The objective was to predict the daily excess returns of the S&P 500 and output a daily portfolio allocation decision to maximize risk-adjusted returns (Sharpe Ratio).

  • Input Data: 8,990 trading days $\times$ 98 features.
  • Features: Market Dynamics ($M^$), Macroeconomic ($E^$), Interest Rates ($I^$), Price/Valuation ($P^$), Volatility ($V^$), Sentiment ($S^$), and Dummy variables ($D^*$).
  • Output: An allocation value between $[0, 2]$:
    • $0$: No investment (Cash/Risk-free).
    • $1$: Full investment in S&P 500.
    • $2$: 2x Leveraged investment.
  • Target Variable: market_forward_excess_returns (Forward returns relative to expectations, winsorized using Median Absolute Deviation).

3. Theoretical Challenges

Financial time series prediction presents unique challenges compared to domains like computer vision or NLP:

  1. Low Signal-to-Noise Ratio: The daily volatility of the S&P 500 (~1%) is roughly 25 times larger than the expected daily return (~0.04%). The "signal" is buried in "noise".
  2. The $R^2$ Paradox: In this domain, a negative Out-of-Sample $R^2$ does not necessarily imply a failed model. A model with low or negative $R^2$ can still generate significant economic profits (high Sharpe Ratio) if the timing variance is managed correctly.
  3. Efficient Market Hypothesis: "Shallow" models often outperform "deep" models because financial data lacks the high-fidelity signal required to train complex deep networks without overfitting.
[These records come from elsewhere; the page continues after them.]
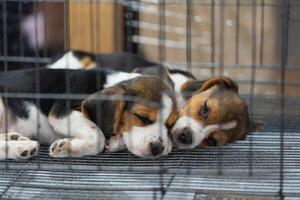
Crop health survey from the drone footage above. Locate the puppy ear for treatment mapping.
[200,76,239,92]
[81,86,126,135]
[248,120,264,133]
[131,67,141,73]
[181,80,204,99]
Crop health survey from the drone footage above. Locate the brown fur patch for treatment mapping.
[80,56,96,70]
[180,85,248,146]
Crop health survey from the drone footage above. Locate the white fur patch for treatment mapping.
[0,140,39,160]
[49,111,105,157]
[170,73,190,108]
[172,116,237,149]
[123,95,173,158]
[0,102,58,144]
[104,72,141,88]
[47,51,84,69]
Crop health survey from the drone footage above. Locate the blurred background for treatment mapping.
[0,0,300,95]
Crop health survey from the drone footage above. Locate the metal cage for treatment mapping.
[0,0,300,200]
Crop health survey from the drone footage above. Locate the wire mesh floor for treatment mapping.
[0,97,300,200]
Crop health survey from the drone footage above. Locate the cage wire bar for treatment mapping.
[0,0,300,200]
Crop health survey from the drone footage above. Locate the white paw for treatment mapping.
[105,136,126,153]
[14,140,40,159]
[0,132,30,141]
[49,138,72,158]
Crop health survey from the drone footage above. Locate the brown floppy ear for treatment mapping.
[200,76,239,92]
[248,120,264,133]
[81,86,126,135]
[113,100,126,135]
[181,80,204,99]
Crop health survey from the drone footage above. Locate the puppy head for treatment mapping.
[171,77,262,149]
[132,65,174,88]
[83,76,177,158]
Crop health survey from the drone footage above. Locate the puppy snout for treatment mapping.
[150,142,164,156]
[178,127,193,144]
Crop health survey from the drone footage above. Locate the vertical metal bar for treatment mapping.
[219,0,225,76]
[33,1,41,169]
[95,0,101,53]
[279,0,290,199]
[248,0,257,176]
[210,0,216,76]
[63,0,72,161]
[186,0,192,72]
[259,0,265,67]
[158,0,166,64]
[18,1,24,57]
[2,0,8,167]
[41,1,48,57]
[125,0,133,52]
[218,0,225,175]
[158,0,166,196]
[114,0,120,52]
[235,0,240,66]
[88,0,95,52]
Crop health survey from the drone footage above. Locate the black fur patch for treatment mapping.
[169,69,196,79]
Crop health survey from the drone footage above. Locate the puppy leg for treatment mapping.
[0,140,39,160]
[105,135,126,153]
[49,110,105,157]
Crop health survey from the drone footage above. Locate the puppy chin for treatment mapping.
[123,125,173,159]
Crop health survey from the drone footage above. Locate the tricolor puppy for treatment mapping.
[171,77,262,149]
[0,69,176,159]
[133,65,196,109]
[47,50,155,72]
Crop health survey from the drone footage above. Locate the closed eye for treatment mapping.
[199,101,209,119]
[134,113,153,125]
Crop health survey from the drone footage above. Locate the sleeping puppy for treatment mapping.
[171,77,262,149]
[132,65,196,109]
[0,69,176,159]
[134,66,263,149]
[47,50,156,72]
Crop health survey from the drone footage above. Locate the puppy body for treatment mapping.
[47,50,156,72]
[0,69,176,159]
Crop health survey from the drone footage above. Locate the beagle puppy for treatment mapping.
[47,50,156,72]
[0,69,177,159]
[171,76,263,149]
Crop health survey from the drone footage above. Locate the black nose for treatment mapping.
[178,128,192,144]
[150,142,164,156]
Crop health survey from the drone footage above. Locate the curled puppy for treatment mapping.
[0,69,176,160]
[82,76,177,158]
[171,77,262,149]
[134,66,262,149]
[47,50,156,72]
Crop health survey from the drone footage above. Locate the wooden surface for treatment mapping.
[69,2,124,53]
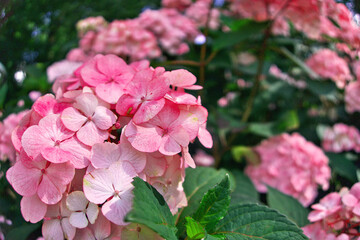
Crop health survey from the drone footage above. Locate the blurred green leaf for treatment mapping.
[267,186,309,227]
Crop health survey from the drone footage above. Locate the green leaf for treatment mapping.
[326,152,357,183]
[211,204,308,240]
[125,177,177,240]
[6,223,40,240]
[185,217,206,239]
[231,146,260,163]
[267,186,309,227]
[230,170,260,205]
[277,47,319,79]
[176,167,231,236]
[0,83,8,109]
[193,174,230,231]
[213,19,269,50]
4. Methodology & Research-Based Architecture

4.1. Model Architectures

We experimented with several deep learning architectures, evolving from standard sequence models to specialized tabular transformers. This was based on both experimentation and looking at proposed solutions for financial modelling and modifying them for our use case.

A. CNN-LSTM Ensemble

Reference: Kaijian He et al., "Financial Time Series Forecasting with the Deep Learning Ensemble Model," Mathematics 11, no. 4 (2023): 1054 [7].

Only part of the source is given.